A partire dal 1981-82, i governi europei, sotto l'impatto di debiti
pubblici ormai incontrollabili, si sono impegnati a riorientare le
finanze dello Stato verso l'austerità. L'incontestabile volontà
politica dei paesi europei è stata dimostrata dall'uso del
freno fiscale proprio durante la fase più acuta della recessione.
Invece, gli Stati Uniti sono entrati in recessione con un capitale
politico assai importante: conti pubblici praticamente in equilibrio.

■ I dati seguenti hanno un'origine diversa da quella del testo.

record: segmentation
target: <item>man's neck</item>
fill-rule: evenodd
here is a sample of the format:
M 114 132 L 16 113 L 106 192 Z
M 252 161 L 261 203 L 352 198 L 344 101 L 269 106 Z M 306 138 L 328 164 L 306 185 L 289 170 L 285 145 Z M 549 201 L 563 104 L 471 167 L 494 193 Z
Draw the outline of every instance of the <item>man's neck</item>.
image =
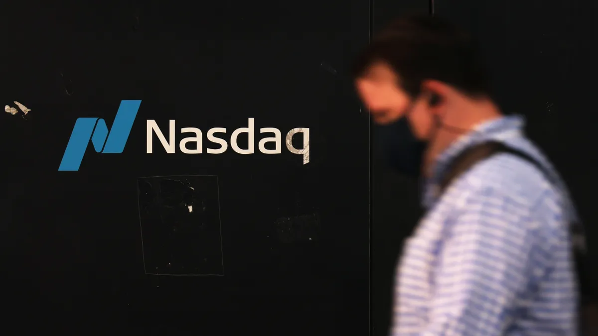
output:
M 439 129 L 426 151 L 424 175 L 430 177 L 437 160 L 451 145 L 462 136 L 469 134 L 477 126 L 502 116 L 498 107 L 490 100 L 470 102 L 456 113 L 447 113 L 441 117 Z M 459 132 L 459 130 L 462 130 Z

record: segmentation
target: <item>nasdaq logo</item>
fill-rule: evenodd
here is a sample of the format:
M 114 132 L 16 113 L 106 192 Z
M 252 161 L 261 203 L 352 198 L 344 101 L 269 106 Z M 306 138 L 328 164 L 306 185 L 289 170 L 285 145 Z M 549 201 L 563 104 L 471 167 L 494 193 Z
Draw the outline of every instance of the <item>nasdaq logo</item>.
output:
M 121 100 L 111 130 L 103 119 L 77 119 L 58 170 L 78 170 L 90 140 L 98 153 L 122 153 L 141 105 L 141 100 Z

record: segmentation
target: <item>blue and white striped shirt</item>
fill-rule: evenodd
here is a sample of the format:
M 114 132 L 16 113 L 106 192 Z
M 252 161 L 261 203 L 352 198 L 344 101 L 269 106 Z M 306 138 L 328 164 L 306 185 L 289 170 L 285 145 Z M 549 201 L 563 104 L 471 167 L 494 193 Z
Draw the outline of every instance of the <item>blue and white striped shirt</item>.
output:
M 504 117 L 461 137 L 426 181 L 428 213 L 398 264 L 392 335 L 575 335 L 577 288 L 566 188 Z M 540 163 L 553 181 L 508 154 L 478 163 L 438 195 L 439 179 L 463 149 L 495 140 Z

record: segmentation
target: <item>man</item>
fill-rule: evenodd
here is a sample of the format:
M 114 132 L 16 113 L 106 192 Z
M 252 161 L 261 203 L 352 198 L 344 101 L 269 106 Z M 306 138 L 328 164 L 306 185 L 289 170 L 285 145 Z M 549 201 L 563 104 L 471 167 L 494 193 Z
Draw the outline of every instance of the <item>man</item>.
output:
M 390 163 L 425 182 L 428 213 L 404 245 L 392 334 L 576 335 L 575 210 L 523 119 L 493 101 L 480 62 L 467 34 L 410 17 L 377 35 L 356 68 Z M 504 150 L 451 172 L 487 143 Z

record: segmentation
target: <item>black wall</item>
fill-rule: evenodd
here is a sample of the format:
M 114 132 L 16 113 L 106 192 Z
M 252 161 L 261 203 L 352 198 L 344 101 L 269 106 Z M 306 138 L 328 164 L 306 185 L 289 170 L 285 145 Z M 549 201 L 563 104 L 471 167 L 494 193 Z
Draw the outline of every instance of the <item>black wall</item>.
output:
M 367 1 L 0 12 L 0 97 L 32 110 L 0 121 L 3 319 L 19 328 L 3 334 L 367 334 L 369 120 L 346 71 Z M 142 100 L 124 152 L 90 145 L 78 172 L 58 172 L 76 120 L 109 129 L 123 99 Z M 256 154 L 205 152 L 208 130 L 228 139 L 250 117 Z M 154 136 L 147 154 L 147 120 L 201 129 L 204 152 L 181 154 L 179 134 L 176 153 Z M 280 154 L 258 151 L 269 127 Z M 306 164 L 285 143 L 295 127 L 310 130 Z
M 527 117 L 595 239 L 596 5 L 434 2 L 479 35 L 499 102 Z M 415 182 L 383 163 L 347 69 L 376 30 L 431 5 L 3 4 L 0 103 L 32 109 L 0 117 L 3 333 L 386 335 L 421 210 Z M 124 152 L 90 145 L 80 171 L 57 172 L 75 120 L 109 128 L 123 99 L 142 100 Z M 145 153 L 147 120 L 205 137 L 250 117 L 254 154 L 167 154 L 155 136 Z M 257 149 L 267 127 L 280 154 Z M 310 129 L 309 164 L 286 149 L 295 127 Z

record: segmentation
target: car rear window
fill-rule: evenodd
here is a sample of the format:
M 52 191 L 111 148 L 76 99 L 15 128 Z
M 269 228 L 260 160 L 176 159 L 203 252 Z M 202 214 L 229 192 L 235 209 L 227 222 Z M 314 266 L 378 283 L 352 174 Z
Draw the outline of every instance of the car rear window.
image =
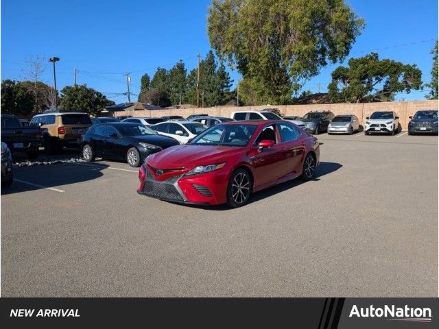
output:
M 18 128 L 21 127 L 21 123 L 15 117 L 1 117 L 2 128 Z
M 150 125 L 155 125 L 156 123 L 158 123 L 159 122 L 163 122 L 163 119 L 161 118 L 145 119 L 145 121 L 148 123 L 150 123 Z
M 88 114 L 62 114 L 63 125 L 91 125 L 91 119 Z

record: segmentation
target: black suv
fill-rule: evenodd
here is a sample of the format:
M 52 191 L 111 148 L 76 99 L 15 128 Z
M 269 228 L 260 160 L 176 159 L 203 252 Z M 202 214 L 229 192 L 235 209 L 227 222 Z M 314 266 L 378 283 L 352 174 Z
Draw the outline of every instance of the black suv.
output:
M 328 131 L 328 125 L 335 115 L 331 111 L 311 111 L 300 119 L 299 126 L 308 132 L 318 135 Z

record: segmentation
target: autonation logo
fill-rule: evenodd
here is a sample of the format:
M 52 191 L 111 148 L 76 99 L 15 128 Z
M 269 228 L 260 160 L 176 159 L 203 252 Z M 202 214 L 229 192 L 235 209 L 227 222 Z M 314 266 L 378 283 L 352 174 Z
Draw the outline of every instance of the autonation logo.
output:
M 360 307 L 353 305 L 349 317 L 388 317 L 389 321 L 405 321 L 410 322 L 431 322 L 431 309 L 416 307 L 396 307 L 394 305 L 384 305 L 384 307 Z

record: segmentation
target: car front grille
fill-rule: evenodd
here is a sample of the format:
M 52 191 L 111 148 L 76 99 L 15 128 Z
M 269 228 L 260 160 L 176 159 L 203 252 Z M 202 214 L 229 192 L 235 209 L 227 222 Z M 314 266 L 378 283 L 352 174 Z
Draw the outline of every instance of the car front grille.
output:
M 166 199 L 178 202 L 184 201 L 174 184 L 180 178 L 180 175 L 172 176 L 163 182 L 156 180 L 149 170 L 146 171 L 146 178 L 143 184 L 144 194 L 158 199 Z
M 431 123 L 430 122 L 417 122 L 415 127 L 417 128 L 420 128 L 421 127 L 431 127 Z
M 212 196 L 212 192 L 211 192 L 211 190 L 209 190 L 209 188 L 207 188 L 206 186 L 203 186 L 202 185 L 198 185 L 196 184 L 192 184 L 192 186 L 202 195 L 203 195 L 204 197 L 211 197 Z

Ciò ha permesso loro, anche per ottime ragioni politico-strategiche,
quali la sfida militare all'Unione Sovietica, di aumentare significativamente
le spese fiscali, sostenendo la ripresa.
Ora, però, gli astri del firmamento economico sono entrati
in fase di riallineamento. Con alle spalle la ripresa in via di indebolimento,
gli Stati Uniti si trovano costretti a ridurre il disavanzo pubblico,
che altrimenti dopo il 1985 potrebbe superare i 180 miliardi di dollari.
Invece, i maggiori paesi europei (esclusa l'Italia, dove, al contrario,
il disavanzo fiscale deve ovviamente essere ridotto) si trovano nella
condizione di poter allentare la stretta fiscale proprio quando la
ripresa ha bisogno di un ulteriore combustibile.
Non si può parlare delle prospettive economiche europee, senza
fare riferimento alla disoccupazione e alla situazione delle imprese.
Rispetto al 1980, oggi la grande industria europea produce il 12 per
cento in più di manufatti, con un quarto in meno di manodopera.
I forti licenziamenti Fiat e quelli della nostra grande industria
sono noti. Anche altrove, in Europa, le grandi imprese hanno eliminato
quasi metà della manodopera, pur aumentando la produzione.
Questo grande aumento della produttività è una svolta
importante, anche se costa cara in termini di occupazione. Naturalmente,
le finanze delle imprese sono oggi relativamente solide e il rafforzamento
della ripresa dovrebbe portare con sé un certo miglioramento
dell'occupazione. E' da tener presente, però, che tutto dipenderà
dal costo del lavoro, dal comportamento delle parti sociali, dal rafforzamento
del processo di accumulazione delle imprese, dalle politiche macroeconomiche
e dalla continua, progressiva liberalizzazione del mercati. In ciascuna
di queste aree la situazione è migliorata parecchio nel biennio
1983-84 rispetto all'intero decennio precedente.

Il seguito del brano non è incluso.